Out to the areas in which these communities of color now call home, is where I see the sparse glimmers of community pride in the small businesses, occupied by people of the Mekong and Balsas Rivers, but also their children, finding pride in speaking their household languages among friends at school. A young Hispanic boy got on the bus, in hand with his mother and her friend, who both seemed to be on her way to her job. The two speaking Spanish, so fluently, I felt myself ashamed not to have been able to engage too. Following, came a bounty of young people in the late morning rush hour, heading to work, the entry jobs that could possibly get them the house their mother had lost.
On my trip to North Portland, I heard the stories of men that been sucked in by streets, going in and out of jail, one even recently stabbed at the porch of his home.
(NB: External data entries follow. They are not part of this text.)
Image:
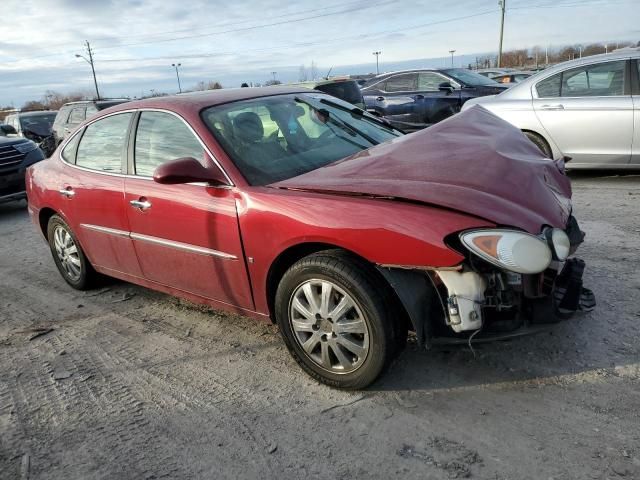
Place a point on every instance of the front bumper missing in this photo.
(499, 301)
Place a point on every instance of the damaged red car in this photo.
(292, 206)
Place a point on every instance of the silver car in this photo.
(586, 109)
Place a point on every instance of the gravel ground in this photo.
(123, 382)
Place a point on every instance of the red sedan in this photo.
(293, 206)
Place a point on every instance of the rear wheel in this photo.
(336, 320)
(541, 143)
(68, 255)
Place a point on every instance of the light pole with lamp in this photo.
(93, 70)
(176, 65)
(377, 54)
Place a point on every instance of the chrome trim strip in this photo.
(110, 231)
(187, 247)
(182, 246)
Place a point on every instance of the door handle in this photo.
(67, 192)
(141, 204)
(559, 106)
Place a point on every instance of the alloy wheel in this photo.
(329, 326)
(67, 252)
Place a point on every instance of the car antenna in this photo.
(328, 73)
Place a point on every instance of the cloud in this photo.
(135, 41)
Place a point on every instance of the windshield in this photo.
(469, 78)
(275, 138)
(40, 124)
(349, 91)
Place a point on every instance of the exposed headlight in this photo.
(25, 147)
(560, 241)
(508, 249)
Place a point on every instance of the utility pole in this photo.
(377, 54)
(503, 6)
(176, 65)
(90, 62)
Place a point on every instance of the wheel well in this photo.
(291, 255)
(541, 137)
(43, 218)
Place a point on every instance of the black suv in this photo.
(73, 114)
(414, 99)
(16, 154)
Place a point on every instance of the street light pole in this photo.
(503, 6)
(90, 62)
(377, 54)
(176, 65)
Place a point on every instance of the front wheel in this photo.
(334, 319)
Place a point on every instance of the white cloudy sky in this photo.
(136, 41)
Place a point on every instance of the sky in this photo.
(136, 41)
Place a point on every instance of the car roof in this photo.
(208, 98)
(36, 113)
(102, 100)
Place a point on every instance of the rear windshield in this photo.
(40, 124)
(275, 138)
(468, 78)
(347, 91)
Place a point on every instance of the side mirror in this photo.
(187, 170)
(446, 87)
(8, 130)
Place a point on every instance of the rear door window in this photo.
(549, 87)
(102, 146)
(160, 138)
(402, 83)
(601, 80)
(429, 82)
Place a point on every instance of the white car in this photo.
(586, 109)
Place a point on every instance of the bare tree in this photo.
(302, 74)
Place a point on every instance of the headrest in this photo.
(248, 127)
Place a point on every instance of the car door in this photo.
(635, 79)
(396, 99)
(186, 236)
(93, 186)
(588, 112)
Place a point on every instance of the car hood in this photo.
(473, 162)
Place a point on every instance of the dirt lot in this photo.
(135, 384)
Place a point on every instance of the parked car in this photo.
(73, 114)
(36, 126)
(286, 204)
(586, 109)
(513, 77)
(415, 99)
(16, 154)
(342, 88)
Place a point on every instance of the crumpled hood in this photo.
(473, 162)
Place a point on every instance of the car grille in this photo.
(9, 156)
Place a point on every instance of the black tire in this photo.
(541, 143)
(87, 276)
(372, 297)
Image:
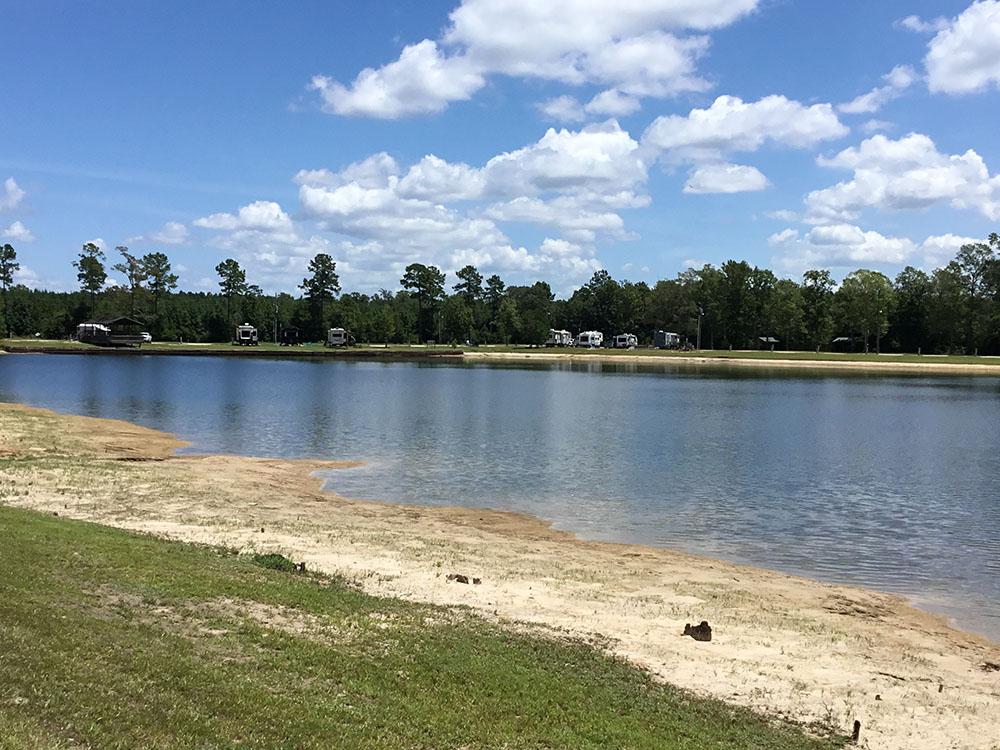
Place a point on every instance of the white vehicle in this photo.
(590, 339)
(246, 335)
(559, 338)
(339, 337)
(666, 340)
(626, 341)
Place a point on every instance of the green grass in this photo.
(377, 350)
(114, 640)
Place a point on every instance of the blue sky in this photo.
(535, 140)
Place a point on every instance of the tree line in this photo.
(952, 309)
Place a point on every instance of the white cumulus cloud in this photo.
(725, 178)
(259, 216)
(896, 82)
(11, 195)
(731, 124)
(908, 173)
(964, 56)
(637, 47)
(421, 81)
(17, 232)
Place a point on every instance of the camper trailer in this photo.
(559, 338)
(590, 339)
(666, 340)
(626, 341)
(339, 337)
(246, 335)
(121, 331)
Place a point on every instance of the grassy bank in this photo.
(113, 640)
(417, 351)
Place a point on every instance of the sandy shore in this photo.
(884, 365)
(783, 645)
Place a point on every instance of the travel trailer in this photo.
(339, 337)
(246, 335)
(121, 331)
(626, 341)
(559, 338)
(590, 339)
(289, 336)
(666, 340)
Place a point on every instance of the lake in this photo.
(888, 481)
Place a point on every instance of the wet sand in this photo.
(783, 645)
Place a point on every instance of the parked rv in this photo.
(666, 340)
(589, 339)
(339, 337)
(120, 331)
(246, 335)
(626, 341)
(559, 338)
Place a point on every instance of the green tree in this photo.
(156, 270)
(91, 272)
(947, 309)
(914, 290)
(817, 307)
(534, 306)
(456, 319)
(426, 285)
(383, 318)
(321, 287)
(8, 267)
(232, 282)
(974, 262)
(864, 304)
(784, 316)
(671, 307)
(470, 284)
(134, 271)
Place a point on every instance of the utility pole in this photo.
(878, 323)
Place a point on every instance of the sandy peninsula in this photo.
(783, 645)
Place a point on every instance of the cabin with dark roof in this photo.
(120, 331)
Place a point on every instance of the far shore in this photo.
(927, 364)
(887, 363)
(782, 645)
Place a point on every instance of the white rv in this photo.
(339, 337)
(559, 338)
(666, 340)
(590, 339)
(246, 335)
(626, 341)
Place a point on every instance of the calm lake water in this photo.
(887, 481)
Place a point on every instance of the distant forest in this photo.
(954, 309)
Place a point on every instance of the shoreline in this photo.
(784, 645)
(947, 368)
(887, 363)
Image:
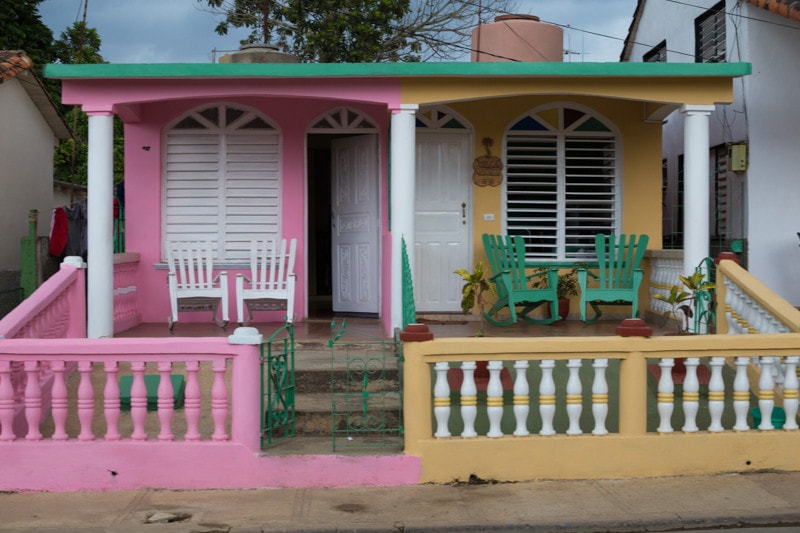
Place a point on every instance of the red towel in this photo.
(58, 232)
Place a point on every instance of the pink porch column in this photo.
(246, 389)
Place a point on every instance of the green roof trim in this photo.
(355, 70)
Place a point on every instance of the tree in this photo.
(80, 44)
(21, 28)
(360, 30)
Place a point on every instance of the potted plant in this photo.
(684, 298)
(472, 293)
(567, 287)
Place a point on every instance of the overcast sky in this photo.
(178, 31)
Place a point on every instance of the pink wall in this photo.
(143, 191)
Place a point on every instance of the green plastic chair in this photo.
(618, 276)
(506, 256)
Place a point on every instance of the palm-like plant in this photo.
(684, 300)
(475, 285)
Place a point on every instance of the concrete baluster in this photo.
(666, 396)
(33, 400)
(547, 397)
(191, 401)
(469, 399)
(85, 401)
(58, 403)
(441, 400)
(494, 399)
(111, 401)
(766, 394)
(138, 401)
(521, 398)
(600, 397)
(790, 392)
(691, 395)
(166, 401)
(574, 397)
(716, 394)
(6, 403)
(219, 401)
(741, 394)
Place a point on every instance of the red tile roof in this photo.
(12, 62)
(785, 8)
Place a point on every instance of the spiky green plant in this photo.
(475, 285)
(684, 300)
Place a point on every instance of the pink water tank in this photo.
(517, 38)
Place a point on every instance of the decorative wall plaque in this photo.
(488, 169)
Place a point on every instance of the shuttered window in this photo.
(222, 178)
(709, 31)
(562, 182)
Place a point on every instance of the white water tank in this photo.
(517, 38)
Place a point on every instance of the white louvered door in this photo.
(222, 180)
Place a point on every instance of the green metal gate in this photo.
(366, 390)
(278, 386)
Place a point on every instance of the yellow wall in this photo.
(640, 151)
(632, 452)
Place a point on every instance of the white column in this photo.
(696, 185)
(402, 159)
(100, 239)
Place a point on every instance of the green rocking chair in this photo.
(618, 277)
(507, 259)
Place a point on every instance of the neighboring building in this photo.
(352, 159)
(753, 158)
(30, 127)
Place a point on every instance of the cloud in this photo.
(180, 31)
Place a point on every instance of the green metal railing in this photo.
(409, 308)
(366, 390)
(278, 386)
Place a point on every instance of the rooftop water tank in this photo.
(517, 38)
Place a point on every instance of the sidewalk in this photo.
(660, 504)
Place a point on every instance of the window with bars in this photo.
(562, 182)
(709, 35)
(658, 54)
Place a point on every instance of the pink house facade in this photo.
(342, 157)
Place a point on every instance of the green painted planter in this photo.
(778, 417)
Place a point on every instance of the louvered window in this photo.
(221, 181)
(562, 182)
(709, 30)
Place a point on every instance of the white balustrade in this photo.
(494, 399)
(469, 399)
(691, 395)
(741, 394)
(666, 396)
(766, 394)
(600, 397)
(547, 397)
(441, 400)
(574, 397)
(790, 392)
(716, 394)
(521, 398)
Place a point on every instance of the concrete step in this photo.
(316, 381)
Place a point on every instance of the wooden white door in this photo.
(355, 231)
(443, 185)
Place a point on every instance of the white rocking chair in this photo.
(192, 285)
(271, 283)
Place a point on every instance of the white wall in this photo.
(766, 198)
(26, 170)
(771, 43)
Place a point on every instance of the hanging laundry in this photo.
(77, 240)
(58, 232)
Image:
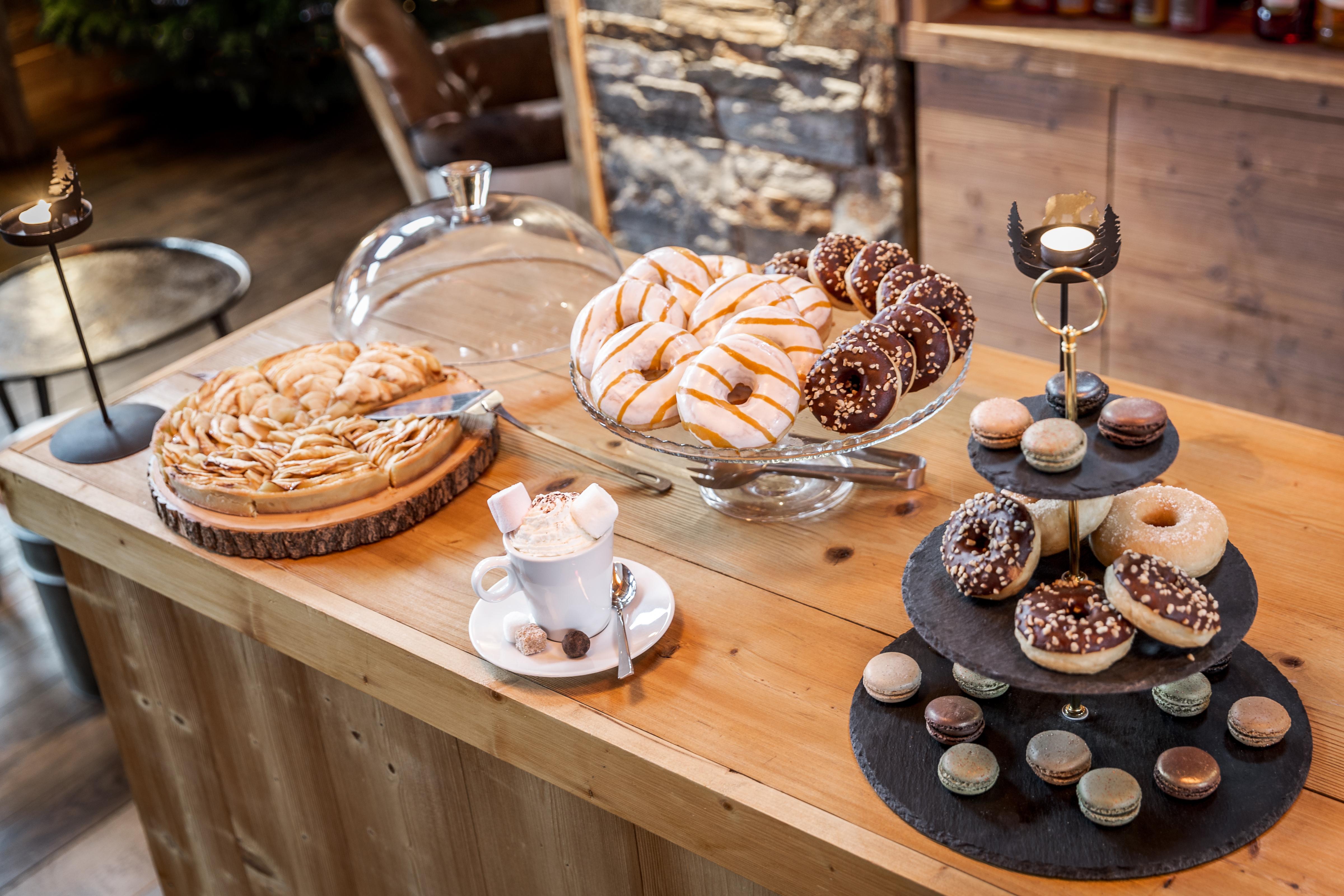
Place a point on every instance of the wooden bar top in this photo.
(732, 739)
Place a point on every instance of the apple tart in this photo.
(288, 435)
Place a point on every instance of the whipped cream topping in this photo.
(549, 528)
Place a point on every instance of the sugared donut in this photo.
(853, 388)
(730, 296)
(627, 302)
(812, 303)
(1166, 522)
(869, 268)
(945, 299)
(928, 336)
(1160, 598)
(1069, 627)
(710, 394)
(776, 324)
(897, 280)
(991, 547)
(679, 269)
(638, 371)
(829, 261)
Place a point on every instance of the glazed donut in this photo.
(734, 295)
(1070, 627)
(829, 261)
(1166, 522)
(780, 327)
(679, 269)
(1160, 598)
(1052, 518)
(638, 371)
(812, 303)
(991, 547)
(627, 302)
(853, 388)
(869, 268)
(928, 336)
(897, 280)
(708, 402)
(945, 299)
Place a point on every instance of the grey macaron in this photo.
(892, 678)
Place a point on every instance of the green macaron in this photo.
(978, 686)
(1185, 698)
(968, 770)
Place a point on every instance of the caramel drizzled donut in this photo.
(897, 280)
(1070, 627)
(853, 388)
(869, 268)
(991, 547)
(945, 299)
(829, 261)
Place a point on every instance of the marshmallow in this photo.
(510, 507)
(595, 511)
(513, 622)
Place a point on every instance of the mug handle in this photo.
(502, 589)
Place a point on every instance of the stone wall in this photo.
(746, 127)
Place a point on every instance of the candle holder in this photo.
(108, 433)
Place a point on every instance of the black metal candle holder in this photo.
(1101, 258)
(112, 432)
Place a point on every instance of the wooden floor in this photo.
(293, 207)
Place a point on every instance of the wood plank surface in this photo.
(732, 741)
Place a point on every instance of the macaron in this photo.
(1186, 698)
(1092, 393)
(953, 720)
(1054, 445)
(1187, 773)
(1058, 757)
(1132, 422)
(999, 422)
(968, 770)
(1109, 797)
(976, 684)
(892, 678)
(1257, 722)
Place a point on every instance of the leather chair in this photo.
(488, 93)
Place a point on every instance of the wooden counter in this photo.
(323, 726)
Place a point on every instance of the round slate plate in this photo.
(979, 633)
(1027, 825)
(1107, 469)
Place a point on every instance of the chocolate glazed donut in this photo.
(853, 388)
(945, 299)
(830, 260)
(897, 280)
(928, 336)
(869, 268)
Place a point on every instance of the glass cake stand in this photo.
(780, 498)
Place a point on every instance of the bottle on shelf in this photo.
(1330, 23)
(1287, 21)
(1193, 15)
(1151, 14)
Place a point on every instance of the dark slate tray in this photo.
(1026, 825)
(1108, 469)
(979, 633)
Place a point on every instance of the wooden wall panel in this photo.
(1234, 226)
(987, 140)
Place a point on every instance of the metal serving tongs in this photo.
(491, 402)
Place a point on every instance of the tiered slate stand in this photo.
(1023, 823)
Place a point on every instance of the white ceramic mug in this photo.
(565, 593)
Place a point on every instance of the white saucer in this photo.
(647, 617)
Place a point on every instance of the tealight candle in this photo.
(1066, 246)
(39, 214)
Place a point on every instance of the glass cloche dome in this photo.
(499, 277)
But even the wake of this commonly thread theme of North Portland, being the “hood,” they had a firm pride for their own community. This pride broadened my eyes, as I rode through New Columbia, looking at the various flyers advertising community events from old Father’s Day Honors Brunch, to clothe drives and employment preparation classes. As I continued further into North Portland, the pride of being a homeowner illuminated as the bus passed the streets with immaculate yards, set in front of houses painted as if to smile, assuring you are safe.
From the conversations that started with a simple question, “what are you doing?” to the smiles that made me feel welcome, but not enough to stay, as I travelled through the changed, bright, vibrant, new, fun, urban, white neighborhoods: Division, Mississippi and Alberta, I realized so much has changed, but the people coming in and the people who left remain the same. There faces do change colors, but life continues to go on.